The builders understand the angles— how weight settles into a beam, how a line must lean before it can stand.
They take the time to dream, to envision, to let something unfinished sit beside them like a quiet companion.
In the late hours, when the world settles into dew and the last light leaves the window, they see it— not yet formed, but certain enough to return to.
They move toward it slowly.
Hands learning the material— the first press too hard, the surface pushing back, then giving slightly under the thumb.
There is a patience to it— a willingness to begin again without pretending that nothing failed along the way.
And when it sits just right in the place where positive and negative space hold one another— where the weight rests without shifting,
when something rises that did not exist before,
they step back grateful to recognize it—
not as completion, but as process and maybe cohesion.
Something new to sit beside. Something to enter.
Those who tear down move in starts.
They do not linger in spaces where people or places or ideas are becoming.

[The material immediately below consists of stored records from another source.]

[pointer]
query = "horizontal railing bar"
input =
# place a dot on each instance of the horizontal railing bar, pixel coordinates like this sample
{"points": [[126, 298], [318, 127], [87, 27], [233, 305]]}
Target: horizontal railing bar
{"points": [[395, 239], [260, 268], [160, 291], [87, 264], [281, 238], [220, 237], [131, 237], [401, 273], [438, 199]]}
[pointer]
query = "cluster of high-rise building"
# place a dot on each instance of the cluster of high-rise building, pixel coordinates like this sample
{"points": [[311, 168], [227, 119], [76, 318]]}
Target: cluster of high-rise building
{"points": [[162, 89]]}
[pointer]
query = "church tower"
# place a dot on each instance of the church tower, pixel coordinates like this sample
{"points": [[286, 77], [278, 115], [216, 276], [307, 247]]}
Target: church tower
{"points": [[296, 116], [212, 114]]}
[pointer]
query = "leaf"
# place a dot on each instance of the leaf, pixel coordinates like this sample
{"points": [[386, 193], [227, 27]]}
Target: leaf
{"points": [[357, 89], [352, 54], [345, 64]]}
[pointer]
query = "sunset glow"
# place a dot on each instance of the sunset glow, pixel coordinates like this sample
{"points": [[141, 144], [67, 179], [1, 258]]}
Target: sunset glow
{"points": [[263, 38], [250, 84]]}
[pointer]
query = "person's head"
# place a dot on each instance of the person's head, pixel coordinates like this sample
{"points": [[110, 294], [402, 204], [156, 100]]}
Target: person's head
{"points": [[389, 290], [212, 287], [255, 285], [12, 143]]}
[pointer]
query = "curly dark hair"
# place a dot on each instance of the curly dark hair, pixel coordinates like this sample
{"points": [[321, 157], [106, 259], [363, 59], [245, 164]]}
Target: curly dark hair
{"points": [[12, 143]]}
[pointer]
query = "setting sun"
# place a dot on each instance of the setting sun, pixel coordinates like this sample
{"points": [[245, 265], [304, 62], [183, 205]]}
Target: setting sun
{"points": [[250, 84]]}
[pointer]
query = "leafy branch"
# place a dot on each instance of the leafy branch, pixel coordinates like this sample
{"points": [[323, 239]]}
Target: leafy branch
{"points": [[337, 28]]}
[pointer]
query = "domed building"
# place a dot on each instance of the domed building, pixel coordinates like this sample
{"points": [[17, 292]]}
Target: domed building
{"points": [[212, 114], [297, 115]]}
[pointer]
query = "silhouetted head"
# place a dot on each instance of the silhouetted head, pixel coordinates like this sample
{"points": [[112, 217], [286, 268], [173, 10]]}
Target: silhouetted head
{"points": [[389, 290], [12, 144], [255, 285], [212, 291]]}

They look for structures already standing and rest their heads against pillars—cracked, flaking at the edges— trusting what still holds to hold for them.
Their attention sharpens there— at the point where structure meets strain, where something held together might give way— a thumb pressed once at the weakened place.
They have no questions— now how it was made, not why.
They do not stay long enough to understand what it required to stand at all.
Instead, they borrow from what surrounds them— picking up a word already spoken, wearing it as if their name were stitched inside,
and hold it just long enough for the next voice to take its place.
They wait for the world to hand them a reflection they can accept without question.
And while they wait,
they pull—
at the edge, where the fabric thins, at the seam where threads begin to separate,
at the place where something is most alive and therefore most vulnerable.
It does not take long.
What took time to imagine, to hold, to bring into form—
can be undone in a moment— a shift, a break in tension— and it gives.